Hierarchical clustering

We performed simple supervised clustering based on complete linkage (Murtagh 1985) in order to make heat maps [hierarchical agglomerative clustering with complete linkage; implemented in the hclust function in R (R Development Core Team 2010), called by the heatmap.2 function available with the gplots library in Bioconductor (Gentleman et al. 2004)]. Input data consisted of the four columns of log2-adjusted ratios (the coefficients from the linear mixed-effects models adjusted for both random and fixed effects). This provides clusters driven by average responses within dose groups rather than by potential confounding within groups.

Results

Application of a mixed-effects model to analyze gene expression

We applied a mixed model (variance components analysis) to assess the proportion of total variation due to variation among subjects, hybridizations, labels, and chips, among the randomly selected within-subject replicates (n = 19). Plotting the distribution of the contribution of variance across all probes after normalization revealed that the greatest source of variation was between subjects and was therefore consistent with biological causes (Figure 1). We also found substantial variation between labeling reactions. Therefore, for each probe, we estimated the association between exposure level and expression level using a mixed-effects model with (crossed) random intercepts that account for clustering by subject and by label (Laird and Ware 1982). Because the study design included randomization of samples—and thus exposures—across labeling reactions, an inferential procedure was necessary that allowed the existence of nonnested sources of correlation (labeling and subject).

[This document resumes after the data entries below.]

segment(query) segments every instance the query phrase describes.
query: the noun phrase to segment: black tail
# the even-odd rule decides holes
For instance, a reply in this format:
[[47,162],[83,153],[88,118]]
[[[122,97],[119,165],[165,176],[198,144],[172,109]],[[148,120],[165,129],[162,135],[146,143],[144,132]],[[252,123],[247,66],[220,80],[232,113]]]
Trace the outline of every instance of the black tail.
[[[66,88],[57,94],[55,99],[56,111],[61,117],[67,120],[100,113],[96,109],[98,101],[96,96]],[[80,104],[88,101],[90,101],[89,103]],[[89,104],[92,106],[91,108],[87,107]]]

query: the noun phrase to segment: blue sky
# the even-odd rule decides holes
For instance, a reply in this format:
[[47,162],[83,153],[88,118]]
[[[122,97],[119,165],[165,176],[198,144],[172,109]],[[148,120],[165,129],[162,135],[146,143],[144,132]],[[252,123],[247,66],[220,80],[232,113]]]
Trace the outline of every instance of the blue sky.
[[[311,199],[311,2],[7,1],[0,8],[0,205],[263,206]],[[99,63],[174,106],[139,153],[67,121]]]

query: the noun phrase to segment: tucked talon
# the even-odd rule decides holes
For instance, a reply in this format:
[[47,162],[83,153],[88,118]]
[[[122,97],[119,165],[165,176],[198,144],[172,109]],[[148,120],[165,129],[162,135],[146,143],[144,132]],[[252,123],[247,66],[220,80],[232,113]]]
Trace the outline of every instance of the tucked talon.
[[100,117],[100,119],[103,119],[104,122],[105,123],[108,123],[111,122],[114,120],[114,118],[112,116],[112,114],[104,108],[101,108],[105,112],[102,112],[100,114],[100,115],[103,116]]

Thus, we used mixed models with so-called crossed random effects (Fitzmaurice et al. 2004), with the goal of providing more trustworthy inference than procedures that would have ignored, for instance, the variability caused by the labeling. (Many microarray studies are not designed to partition out the sources of variability and thus, if such sources are important, could provide misleading inference. In addition, it is often assumed that normalization will eliminate these sources of variability, but this assumption cannot be verified unless the study design allows for partitioning of the variance.) In the model, we also adjusted, as simple fixed effects, for biological variation in expression associated with differences in sex, age, and smoking status.

Figure 1

Distribution of the intraclass correlation coefficients (the proportion of variability estimated to come from each source on a probe-by-probe basis) calculated by variance components analysis based on a mixed-effects model allowing assessment of independent contributions of variability from chip, hybridization, label, and biological (subject), as well as residual variability.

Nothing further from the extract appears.